In 2010-11, the UK Border Agency conducted over 6,400 illegal working operations throughout the UK, resulting in 4,000 arrests. In the first quarter of 2012 alone, it issued more than 250 civil penalties and collected payments of over £400,000, according to a UKBA report.

Most recently, it fined four Aberdeenshire restaurants with a total of £28,750 in civil penalties for employing illegal Pakistani and Bangladeshi workers.

As part of the ongoing crackdown into illegal working, the border control officials visited the takeaways and restaurants in the area.

Porto Rico's in Ladeside Road, Port Elphinstone faced fines after the UKBA officials found three Pakistani members of staff working there without right to work in the UK.

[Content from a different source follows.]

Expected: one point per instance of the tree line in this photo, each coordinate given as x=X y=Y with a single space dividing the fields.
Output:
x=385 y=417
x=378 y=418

The officers also visited the Massala Garden takeaway in Brighton Place, Peterculter to find one Bangladeshi man working illegally.

Two more Pakistani men were found to be working illegally in Porto Rico's restaurant in Broad Street, Peterhead.

Lastly, the officials found four more Bangladeshi men with no right to work in the UK but employed at the Spice Cottage in South Road, Oldmeldrum.

All four businesses were issued with potential penalty notices for employing illegal workers.

They were then given an opportunity to prove that the correct right-to-work checks were made before the workers were taken on but they failed to do so, the UKBA officials have said.

A fine of £10,000 has been handed to Porto Rico's in Port Elphinstone, £5,000 to Massala Garden, £8,750 to Porto Rico's in Peterhead and £5,000 to the Spice Cottage.

“Our officers are carrying out operations throughout Aberdeenshire to target unscrupulous employers who hire illegal workers, are undercutting wages and potentially exploiting vulnerable workers,” said Rob Whiteman, chief executive, UKBA.

“The UK Border Agency is happy to work with businesses and advise what checks need to be carried out on staff, but those who do break the law should know that they will face heavy fines like these businesses,” Whiteman added.